Current Affairs

Current Affairs

  

  
 

Sanctions for MPs - PM urges action against habitual stragglers
Monday, June 24, 2002
Jamaica Gleaner

THE NATIONAL Executive Council (NEC) of the People's National Party (PNP) yesterday approved tough sanctions against its Members of Parliament who fail to attend House sittings or are habitually late.

Recommendations for sanctions were proposed by party president Prime Minister P.J. Patterson at the NEC meeting in Oracabessa, St. Mary.

Mr. Patterson was among the few members present in the House last week when Information Minister Colin Campbell had to wait for more than an hour to make his presentation in the Sectoral Debate because of the lack of a quorum. PNP general secretary Maxine Henry-Wilson said last night that Mr. Patterson was not amused.

She was non-specific on the sanctions but suggested they could come in many different forms. "There may be questions of eligibility for party positions or being publicly chided by the NEC," she told The Gleaner.

"The NEC is the highest decision making body in the PNP and no party member wants to run afoul of the NEC. The adverse publicity that comes along with it is not something that anybody would want either," she added.

The late arrival of MPs forced a 70-minute delay to the second day of the Sectoral Debate with three Government Members of Parliament down to speak. In the end only Information Minister Colin Campbell made a contribution. Canute Brown, outgoing Member of Parliament for East Hanover who was slated to speak, did not make his presentation while Sharon Hay-Webster, MP for South Central St. Catherine, was absent.

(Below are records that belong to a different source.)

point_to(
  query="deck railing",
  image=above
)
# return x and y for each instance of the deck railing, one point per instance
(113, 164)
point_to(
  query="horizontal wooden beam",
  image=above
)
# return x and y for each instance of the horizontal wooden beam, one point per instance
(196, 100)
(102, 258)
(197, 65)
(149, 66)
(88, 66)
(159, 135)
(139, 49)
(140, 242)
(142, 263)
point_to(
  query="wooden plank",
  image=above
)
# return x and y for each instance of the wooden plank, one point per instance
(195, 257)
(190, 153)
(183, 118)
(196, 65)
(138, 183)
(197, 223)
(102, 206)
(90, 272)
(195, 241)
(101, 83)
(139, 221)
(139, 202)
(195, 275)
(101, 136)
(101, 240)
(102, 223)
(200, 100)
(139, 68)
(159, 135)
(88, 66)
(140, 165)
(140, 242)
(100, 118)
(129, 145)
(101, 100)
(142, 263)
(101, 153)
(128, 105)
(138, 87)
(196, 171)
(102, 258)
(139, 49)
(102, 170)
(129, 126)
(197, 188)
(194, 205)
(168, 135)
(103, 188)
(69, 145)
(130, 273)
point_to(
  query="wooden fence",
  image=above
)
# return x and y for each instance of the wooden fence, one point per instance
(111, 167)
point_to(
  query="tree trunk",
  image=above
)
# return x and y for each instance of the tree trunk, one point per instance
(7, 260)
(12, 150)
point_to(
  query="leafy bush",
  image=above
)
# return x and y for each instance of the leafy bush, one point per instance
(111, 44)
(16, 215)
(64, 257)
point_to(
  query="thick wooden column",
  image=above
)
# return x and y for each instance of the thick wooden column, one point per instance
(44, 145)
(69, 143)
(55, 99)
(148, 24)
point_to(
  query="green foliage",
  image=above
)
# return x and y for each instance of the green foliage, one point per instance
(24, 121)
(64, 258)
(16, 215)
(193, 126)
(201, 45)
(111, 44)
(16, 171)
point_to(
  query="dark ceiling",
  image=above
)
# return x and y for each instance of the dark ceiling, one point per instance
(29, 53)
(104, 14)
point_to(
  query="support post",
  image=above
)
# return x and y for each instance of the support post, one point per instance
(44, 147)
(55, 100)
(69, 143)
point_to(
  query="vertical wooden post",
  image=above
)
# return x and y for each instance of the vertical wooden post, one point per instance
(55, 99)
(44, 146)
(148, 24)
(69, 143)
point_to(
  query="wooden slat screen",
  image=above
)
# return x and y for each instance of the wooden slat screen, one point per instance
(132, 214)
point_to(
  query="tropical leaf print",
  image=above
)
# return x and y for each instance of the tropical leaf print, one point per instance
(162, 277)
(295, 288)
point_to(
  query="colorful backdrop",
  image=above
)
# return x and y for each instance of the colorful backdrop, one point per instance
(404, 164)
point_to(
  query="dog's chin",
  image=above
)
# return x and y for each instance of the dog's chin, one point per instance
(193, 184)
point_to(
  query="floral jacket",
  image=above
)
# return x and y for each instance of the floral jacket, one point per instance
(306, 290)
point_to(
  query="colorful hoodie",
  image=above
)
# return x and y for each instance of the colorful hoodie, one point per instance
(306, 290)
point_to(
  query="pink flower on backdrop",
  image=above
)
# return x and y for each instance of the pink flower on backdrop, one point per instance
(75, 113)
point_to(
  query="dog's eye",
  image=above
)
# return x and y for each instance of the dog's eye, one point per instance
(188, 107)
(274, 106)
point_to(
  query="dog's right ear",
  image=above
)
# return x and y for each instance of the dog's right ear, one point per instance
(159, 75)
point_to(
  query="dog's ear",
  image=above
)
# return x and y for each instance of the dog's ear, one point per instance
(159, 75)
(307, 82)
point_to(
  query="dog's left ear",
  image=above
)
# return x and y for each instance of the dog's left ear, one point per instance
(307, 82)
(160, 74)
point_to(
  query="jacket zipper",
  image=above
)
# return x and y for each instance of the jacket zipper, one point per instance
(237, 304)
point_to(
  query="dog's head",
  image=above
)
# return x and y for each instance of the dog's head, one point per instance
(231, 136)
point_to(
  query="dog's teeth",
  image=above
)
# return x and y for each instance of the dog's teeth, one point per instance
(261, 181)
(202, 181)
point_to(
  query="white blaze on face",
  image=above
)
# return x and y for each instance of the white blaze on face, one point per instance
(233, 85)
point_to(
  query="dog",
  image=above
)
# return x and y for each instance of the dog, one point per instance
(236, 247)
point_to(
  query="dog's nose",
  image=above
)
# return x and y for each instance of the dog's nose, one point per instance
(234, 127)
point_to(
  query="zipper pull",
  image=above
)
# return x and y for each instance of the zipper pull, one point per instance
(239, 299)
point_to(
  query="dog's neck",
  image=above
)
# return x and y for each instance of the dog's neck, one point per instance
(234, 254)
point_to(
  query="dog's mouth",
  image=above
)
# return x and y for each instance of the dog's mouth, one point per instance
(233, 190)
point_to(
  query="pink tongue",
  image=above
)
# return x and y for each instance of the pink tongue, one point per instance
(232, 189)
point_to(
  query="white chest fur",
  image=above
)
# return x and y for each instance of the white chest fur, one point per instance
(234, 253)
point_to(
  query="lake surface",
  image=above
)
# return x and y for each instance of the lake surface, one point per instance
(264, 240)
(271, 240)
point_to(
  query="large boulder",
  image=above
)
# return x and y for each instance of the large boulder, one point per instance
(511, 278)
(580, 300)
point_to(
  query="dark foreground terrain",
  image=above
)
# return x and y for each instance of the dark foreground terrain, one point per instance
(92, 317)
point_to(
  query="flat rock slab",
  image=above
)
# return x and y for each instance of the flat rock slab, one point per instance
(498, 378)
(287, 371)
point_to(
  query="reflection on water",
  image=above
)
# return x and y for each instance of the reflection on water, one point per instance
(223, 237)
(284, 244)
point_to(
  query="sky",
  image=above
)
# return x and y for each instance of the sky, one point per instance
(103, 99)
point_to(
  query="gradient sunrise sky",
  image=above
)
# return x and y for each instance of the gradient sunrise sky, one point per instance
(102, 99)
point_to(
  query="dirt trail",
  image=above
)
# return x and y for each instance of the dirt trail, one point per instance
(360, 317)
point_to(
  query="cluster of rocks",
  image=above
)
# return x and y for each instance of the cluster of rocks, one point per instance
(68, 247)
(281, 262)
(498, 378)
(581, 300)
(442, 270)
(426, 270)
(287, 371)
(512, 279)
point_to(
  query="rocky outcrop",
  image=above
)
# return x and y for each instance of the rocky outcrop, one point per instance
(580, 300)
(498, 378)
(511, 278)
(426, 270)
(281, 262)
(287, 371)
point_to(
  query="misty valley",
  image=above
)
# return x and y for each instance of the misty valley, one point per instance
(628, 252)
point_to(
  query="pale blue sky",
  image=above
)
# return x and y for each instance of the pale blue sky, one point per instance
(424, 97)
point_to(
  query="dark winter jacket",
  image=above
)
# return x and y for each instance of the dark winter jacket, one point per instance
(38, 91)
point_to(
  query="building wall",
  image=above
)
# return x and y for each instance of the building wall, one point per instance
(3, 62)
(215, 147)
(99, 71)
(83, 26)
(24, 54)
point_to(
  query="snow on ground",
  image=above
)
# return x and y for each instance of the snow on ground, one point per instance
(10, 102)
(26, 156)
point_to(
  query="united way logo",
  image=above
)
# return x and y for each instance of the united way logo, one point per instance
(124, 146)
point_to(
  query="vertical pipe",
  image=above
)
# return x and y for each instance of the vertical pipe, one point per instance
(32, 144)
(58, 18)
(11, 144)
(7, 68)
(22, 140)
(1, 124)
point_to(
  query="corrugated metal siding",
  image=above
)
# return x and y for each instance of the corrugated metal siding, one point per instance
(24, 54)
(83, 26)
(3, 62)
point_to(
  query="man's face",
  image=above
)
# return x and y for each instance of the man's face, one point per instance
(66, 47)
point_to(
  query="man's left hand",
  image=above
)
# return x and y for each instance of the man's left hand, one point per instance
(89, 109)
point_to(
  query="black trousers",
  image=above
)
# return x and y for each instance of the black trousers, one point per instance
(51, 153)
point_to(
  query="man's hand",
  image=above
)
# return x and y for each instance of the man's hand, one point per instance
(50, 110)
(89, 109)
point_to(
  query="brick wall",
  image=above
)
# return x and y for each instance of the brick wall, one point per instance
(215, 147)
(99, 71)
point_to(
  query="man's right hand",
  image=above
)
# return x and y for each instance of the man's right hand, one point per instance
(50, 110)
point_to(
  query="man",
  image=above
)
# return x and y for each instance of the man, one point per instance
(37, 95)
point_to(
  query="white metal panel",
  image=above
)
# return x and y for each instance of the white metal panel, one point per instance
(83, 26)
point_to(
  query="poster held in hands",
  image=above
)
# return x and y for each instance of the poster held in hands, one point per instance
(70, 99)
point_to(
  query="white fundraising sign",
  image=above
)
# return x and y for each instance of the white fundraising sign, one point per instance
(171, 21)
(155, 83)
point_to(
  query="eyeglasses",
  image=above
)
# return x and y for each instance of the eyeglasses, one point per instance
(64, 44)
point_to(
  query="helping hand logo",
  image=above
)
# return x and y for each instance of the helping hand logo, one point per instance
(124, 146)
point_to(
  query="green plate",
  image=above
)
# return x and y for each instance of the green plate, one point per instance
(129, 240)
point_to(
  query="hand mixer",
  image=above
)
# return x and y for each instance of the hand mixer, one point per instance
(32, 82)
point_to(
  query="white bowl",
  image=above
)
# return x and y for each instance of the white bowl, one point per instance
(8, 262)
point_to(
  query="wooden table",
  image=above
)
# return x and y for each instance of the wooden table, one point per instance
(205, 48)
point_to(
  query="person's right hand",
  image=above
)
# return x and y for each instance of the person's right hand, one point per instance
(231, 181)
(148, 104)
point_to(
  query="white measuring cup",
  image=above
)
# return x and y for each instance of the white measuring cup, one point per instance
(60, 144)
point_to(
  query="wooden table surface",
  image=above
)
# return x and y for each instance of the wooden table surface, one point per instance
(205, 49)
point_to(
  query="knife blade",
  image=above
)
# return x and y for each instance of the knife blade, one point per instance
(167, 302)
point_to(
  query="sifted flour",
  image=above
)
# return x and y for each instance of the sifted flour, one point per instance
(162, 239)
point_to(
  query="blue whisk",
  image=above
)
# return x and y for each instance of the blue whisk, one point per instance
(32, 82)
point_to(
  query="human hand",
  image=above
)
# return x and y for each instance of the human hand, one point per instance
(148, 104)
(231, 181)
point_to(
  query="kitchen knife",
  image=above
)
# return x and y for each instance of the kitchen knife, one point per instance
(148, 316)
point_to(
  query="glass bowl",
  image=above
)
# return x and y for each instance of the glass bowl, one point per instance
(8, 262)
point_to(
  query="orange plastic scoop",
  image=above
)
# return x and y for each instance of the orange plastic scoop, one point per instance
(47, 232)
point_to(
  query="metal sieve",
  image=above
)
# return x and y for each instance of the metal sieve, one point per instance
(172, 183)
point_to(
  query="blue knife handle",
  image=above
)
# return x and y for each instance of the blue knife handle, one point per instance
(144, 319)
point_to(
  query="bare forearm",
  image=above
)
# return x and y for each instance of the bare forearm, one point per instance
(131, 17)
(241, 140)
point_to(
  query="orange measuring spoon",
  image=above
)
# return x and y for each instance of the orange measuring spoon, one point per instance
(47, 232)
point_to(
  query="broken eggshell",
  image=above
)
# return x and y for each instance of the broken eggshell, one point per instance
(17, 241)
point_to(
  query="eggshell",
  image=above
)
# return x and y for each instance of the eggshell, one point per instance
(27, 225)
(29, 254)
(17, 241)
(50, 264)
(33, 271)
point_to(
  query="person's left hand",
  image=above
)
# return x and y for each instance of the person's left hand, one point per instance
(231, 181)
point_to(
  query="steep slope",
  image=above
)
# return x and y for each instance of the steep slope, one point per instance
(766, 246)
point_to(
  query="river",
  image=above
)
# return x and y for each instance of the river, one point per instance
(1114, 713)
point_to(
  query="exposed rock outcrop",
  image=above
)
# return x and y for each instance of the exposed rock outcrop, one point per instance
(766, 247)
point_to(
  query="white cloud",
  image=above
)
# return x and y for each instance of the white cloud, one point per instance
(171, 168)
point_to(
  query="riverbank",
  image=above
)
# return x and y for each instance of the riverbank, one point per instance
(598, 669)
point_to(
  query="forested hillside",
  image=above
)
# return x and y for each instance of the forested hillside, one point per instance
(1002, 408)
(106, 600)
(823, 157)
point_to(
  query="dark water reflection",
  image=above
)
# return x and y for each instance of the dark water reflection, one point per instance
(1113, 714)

Prime Minister P.J. Patterson was among the MPs who were forced to sit and wait while frantic telephone calls were made to members urging them to turn up at Duke Street. When the sitting of the House of Representatives finally got under way at 3:10 p.m., instead of the usual 2:00 p.m., there were only 14 members present including Deputy Speaker O.T. Williams. That was two short of the required 16 that constitutes a quorum, a clear breach of the Standing Orders. Only one of twelve Opposition MPs was present for the start.

The proceedings officially got under way at 3:16 p.m. when Opposition members Karl Samuda and Derrick Smith entered the chamber.

Meanwhile, the NEC also confirmed Patrick Roberts as the PNP candidate for West Central St. Andrew constituency in the upcoming general elections. He was selected over Dr. Warren Blake who was defeated in the 1997 election by the Jamaica Labour Party's (JLP) Andrew Holness. The decision was, however, not without controversy as a number of Dr. Blake's supporters protested outside the Oracabessa High School claiming that "the selection was bogus."

The party, however, delayed the decision on the candidacy of O.T. Williams for the West Central St. Andrew Constituency.

Mr. Williams, the sitting M.P. for the area, came out victorious in a recent indicative poll at the party's Old Hope Road headquarters. He received 129 votes out of some 746 delegates that were eligible to vote.